Tube DIY Asylum: Mo' Thoughts on HF noise by Lynn Olson

Some of this is influenced by my nine years of working at Tektronix, five of them in the Spectrum Analyzer division. I worked on the 492 and 496 series analyzers, which were portable mil-spec instruments that retained full specs (0 to 1.8GHz with -80dB noise floor) while being subjected to heat, shock, and vibration. It was also highly resistant to incident RF, enough so that it could be used next to a full-power military radar dish while retaining a clean display. In terms of internal noise rejection, the specification required a completely clean display (no spikes of interference) despite using a switching supply, an internal fan, digital storage display, microprocessor control, and a triple-conversion IF system. It was designed by a team of forty engineers, five of them microwave specialists.

This is a bit different than the average hifi company with three self-taught engineers and two to five marketers in the front office (which is a description more like Audionics, the firm I left before working for Tek). Consumer stuff, even $100,000 so-called high-end equipment, is on much cruder level of design and build quality than genuine aerospace grade equipment. In fact, you can buy real mil-spec for less than "high-end" gear; a brand-new 492 analyzer cost US$45,000 shipped directly from Beaverton. So I don't take the high-end market very seriously - it's mostly hype, image, and four-color ads that cost $5,000 each.

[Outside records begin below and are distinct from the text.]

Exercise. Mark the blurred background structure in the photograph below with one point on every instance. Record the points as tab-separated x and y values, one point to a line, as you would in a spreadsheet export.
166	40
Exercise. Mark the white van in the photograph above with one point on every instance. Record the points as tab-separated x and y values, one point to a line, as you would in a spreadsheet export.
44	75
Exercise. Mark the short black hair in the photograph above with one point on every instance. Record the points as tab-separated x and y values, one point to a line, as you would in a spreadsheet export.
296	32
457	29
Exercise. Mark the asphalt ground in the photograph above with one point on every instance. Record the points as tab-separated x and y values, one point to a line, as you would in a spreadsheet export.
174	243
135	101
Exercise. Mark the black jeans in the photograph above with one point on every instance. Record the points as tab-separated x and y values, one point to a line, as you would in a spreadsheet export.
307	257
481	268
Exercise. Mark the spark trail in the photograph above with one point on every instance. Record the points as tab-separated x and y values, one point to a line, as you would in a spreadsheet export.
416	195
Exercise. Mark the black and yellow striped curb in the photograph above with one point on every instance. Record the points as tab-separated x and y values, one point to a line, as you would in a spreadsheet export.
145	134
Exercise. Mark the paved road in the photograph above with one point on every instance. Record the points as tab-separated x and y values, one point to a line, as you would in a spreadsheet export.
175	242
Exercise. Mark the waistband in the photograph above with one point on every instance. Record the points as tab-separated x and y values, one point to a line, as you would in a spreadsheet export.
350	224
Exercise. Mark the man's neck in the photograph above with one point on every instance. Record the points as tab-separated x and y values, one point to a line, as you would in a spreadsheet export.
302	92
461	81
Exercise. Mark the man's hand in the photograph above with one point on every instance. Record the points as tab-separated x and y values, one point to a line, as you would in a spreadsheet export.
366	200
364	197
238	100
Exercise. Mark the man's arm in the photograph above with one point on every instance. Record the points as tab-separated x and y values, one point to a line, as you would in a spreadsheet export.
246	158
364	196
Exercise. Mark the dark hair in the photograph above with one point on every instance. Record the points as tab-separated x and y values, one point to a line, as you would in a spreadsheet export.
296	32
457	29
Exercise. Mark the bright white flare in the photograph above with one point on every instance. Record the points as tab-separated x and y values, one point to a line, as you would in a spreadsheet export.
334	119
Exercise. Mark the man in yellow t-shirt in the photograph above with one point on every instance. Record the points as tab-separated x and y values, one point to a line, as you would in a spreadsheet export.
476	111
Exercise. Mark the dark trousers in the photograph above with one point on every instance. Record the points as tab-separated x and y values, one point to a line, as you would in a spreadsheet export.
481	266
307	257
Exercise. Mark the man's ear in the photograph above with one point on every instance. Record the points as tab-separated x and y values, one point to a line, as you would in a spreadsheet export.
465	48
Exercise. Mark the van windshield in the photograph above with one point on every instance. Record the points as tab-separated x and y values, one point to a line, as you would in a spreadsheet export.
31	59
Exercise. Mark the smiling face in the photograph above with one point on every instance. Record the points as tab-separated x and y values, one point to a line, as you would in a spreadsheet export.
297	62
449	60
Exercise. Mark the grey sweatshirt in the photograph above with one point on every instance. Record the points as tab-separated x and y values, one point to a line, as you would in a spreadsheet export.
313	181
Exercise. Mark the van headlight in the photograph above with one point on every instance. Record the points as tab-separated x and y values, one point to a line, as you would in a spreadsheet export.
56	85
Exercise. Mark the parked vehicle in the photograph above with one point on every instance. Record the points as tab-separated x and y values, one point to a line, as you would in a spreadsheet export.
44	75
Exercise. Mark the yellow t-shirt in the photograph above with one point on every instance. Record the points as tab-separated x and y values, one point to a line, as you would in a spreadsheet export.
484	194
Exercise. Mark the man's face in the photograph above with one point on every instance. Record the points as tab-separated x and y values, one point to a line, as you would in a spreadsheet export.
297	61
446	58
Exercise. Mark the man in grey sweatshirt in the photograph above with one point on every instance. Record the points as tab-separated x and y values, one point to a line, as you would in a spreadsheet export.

One thing the Tek engineers taught me was what they called "designing from first principles." This basically means figuring out what the heck you want to do before you start, then thoroughly analyzing the behaviour of all the parts you want to use. This is very different than recycling minor variations of old textbook designs and using old "rule of thumb" approximations. It means you scope out the problem, and find out the limitations of the technology you have available. In rare cases you might pioneer new technology, but this approach is risky and endangers the whole project by relying on "blue-sky" technology that may have hidden problems that might emerge late in the project.

Going back to the "first principles" approach, you don't sweep problems under the rug by making assumptions that such or thus isn't audible. That's fine for Dolby Digital or MP3, but isn't good enough for high-quality audio. Distortion matters; noise matters, and a good first approximation is to use the Fletcher-Munson curves to frequency-weight the audibility of distortion. Correspondingly, low-frequency distortion (20 to 120Hz) is 20-30dB less audible than distortion from 1 to 8kHz.

This means sum-and-difference IM distortion sidebands may well audible below the thermal noise floor; the BBC and other organizations have found that tones can be audible as much as 10dB or more below a random noise floor. A few researchers claim that tones should be at least 20 to 30dB below the noise floor in order to portray subjectively high-quality depth and ambient-space impression.

Since we already know that distortion rises quite rapidly with frequency in audio equipment (mostly due to capacitive loads), that tells us we want to avoid stressing an audio playback chain with unwanted spurious HF information. What starts as an innocent-looking 0.1% distortion at 1kHz can rise to a much less innocent 5% at 100kHz.

This means that 88.2kHz of unfiltered hash from the CD player can crossmodulate with 100kHz from a switching supply, creating sum-and-difference IM products at 11.8kHz and 188.2kHz. Note these are the IM products from only the 2nd-harmonic; each harmonic-distortion term generates its own set of different sum-and-difference tones. So in practice, there are lots more than one sidetone that appears in the audio band.

Worse, the CD player and switching supply are asynchronous, so the unwanted sidetone drifts up and down in frequency. If we're talking about a generic switching supply, the switching frequency will drift under load, so the sidetone is then program-modulated (much worse). Kind of like an off-key flute player in the next room that has no sense of music at all, but insists on playing along with the orchestra.

The extremely low intrinsic distortion of DHT's (lower than any other active device) is a blessing and curse. You can hear the music with astonishing clarity, but you also hear power-supply crud too. For example, wideband "hash" from solid-state diodes lends a subtle "grey" coloration to the sound, which most of us take for granted until we hear it's absence, which then sounds like music in a real room with real instruments. Hearing the breathing of the performers - even on bad recordings - tells you you are getting close.